Monday, June 20, 2011

Gotta Laugh

Somebody probably just farted.
Wasn't me.
One of the therapists who has helped our family used to exhort us to, "Find the funny!" It was his way of saying how important it is to be able to laugh in life.

This is especially true if you have any Eeyore tendencies. Or Rabbit, Kanga, or Piglet tendencies for that matter. (Poohs, Tiggers and Owls seem to be okay as they are. Especially Tiggers.)

But I knew long before that that humour was very important to me. It has long been one of the most attractive traits in anyone I work with or, oh, marry.

My dad started it all.

His favourite weapon in the battle of laughter was fun with words. This included mispronunciations of common words. I've already told you about co-inky-dink, but there was also kuh-niff-ee for knife, and mercy buckets for merci beaucoup. Okay, so he wasn't exactly David Letterman, but he kept us laughing and that's what mattered.

He also introduced the more challenging game of Puns-Around-the-Table where dad and my four brothers would see who could top the previous person's pun the fastest. I chimed in when I could, but my brother Andy almost invariably won those battles.

It left a lasting legacy: love and laughter go together like diarrhea and toilet paper. You could undoubtedly have one without the other, but ... they're SO much better together.
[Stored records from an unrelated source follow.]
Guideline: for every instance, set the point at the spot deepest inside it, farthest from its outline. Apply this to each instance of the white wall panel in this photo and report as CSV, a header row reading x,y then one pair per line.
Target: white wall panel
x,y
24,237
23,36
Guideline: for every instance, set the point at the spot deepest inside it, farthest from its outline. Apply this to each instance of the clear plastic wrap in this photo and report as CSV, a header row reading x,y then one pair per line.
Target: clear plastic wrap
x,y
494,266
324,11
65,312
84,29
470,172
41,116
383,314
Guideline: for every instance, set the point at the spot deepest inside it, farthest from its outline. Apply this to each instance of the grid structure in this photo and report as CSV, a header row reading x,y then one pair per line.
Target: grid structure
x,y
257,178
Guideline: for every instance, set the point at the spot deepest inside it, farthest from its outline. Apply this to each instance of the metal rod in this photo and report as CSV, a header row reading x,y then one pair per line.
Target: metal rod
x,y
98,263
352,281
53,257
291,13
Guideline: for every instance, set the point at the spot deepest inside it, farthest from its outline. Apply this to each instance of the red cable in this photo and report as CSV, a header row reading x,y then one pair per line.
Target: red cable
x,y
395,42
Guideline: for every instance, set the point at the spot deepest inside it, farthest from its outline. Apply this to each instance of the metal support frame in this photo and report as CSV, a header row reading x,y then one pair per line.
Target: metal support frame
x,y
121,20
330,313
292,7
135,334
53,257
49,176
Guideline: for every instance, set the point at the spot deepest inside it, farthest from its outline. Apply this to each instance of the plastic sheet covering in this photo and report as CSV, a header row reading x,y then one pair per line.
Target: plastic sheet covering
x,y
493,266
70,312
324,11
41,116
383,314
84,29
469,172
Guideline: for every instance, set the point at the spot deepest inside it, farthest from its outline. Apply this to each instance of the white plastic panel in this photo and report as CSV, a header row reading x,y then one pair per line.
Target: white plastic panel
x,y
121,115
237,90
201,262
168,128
I can't imagine going on a vacation with someone who couldn't laugh at a calamity. Vacations are fraught with potential for disaster!

Or having children with someone who didn't see the lighter side of bleeding nipples, diarrhea down your shirt (from the infant perched on your shoulders), projectile vomit (from toddlers or pregnant wife), and even 2:00 a.m. calls from the police. [Took a while before we laughed at that last one.]

And I have to say, at my age? Sharing a bed with someone who couldn't laugh - or make me laugh - or join me in laughter - while, um, fluffing the pillows ... THAT would be sad at the least and humiliating at the worst.


[I realize this is late for Father's Day. My dad, who died of a heart attack in 1990, has been on my mind all week, but I didn't think I had anything particular to say about him. I was wrong.]

[Plus, I didn't even start this post consciously thinking about my father. I was thinking about laughter and how I have worked with some people who don't seem capable of genuine laughter, and I find them very difficult to get along with.]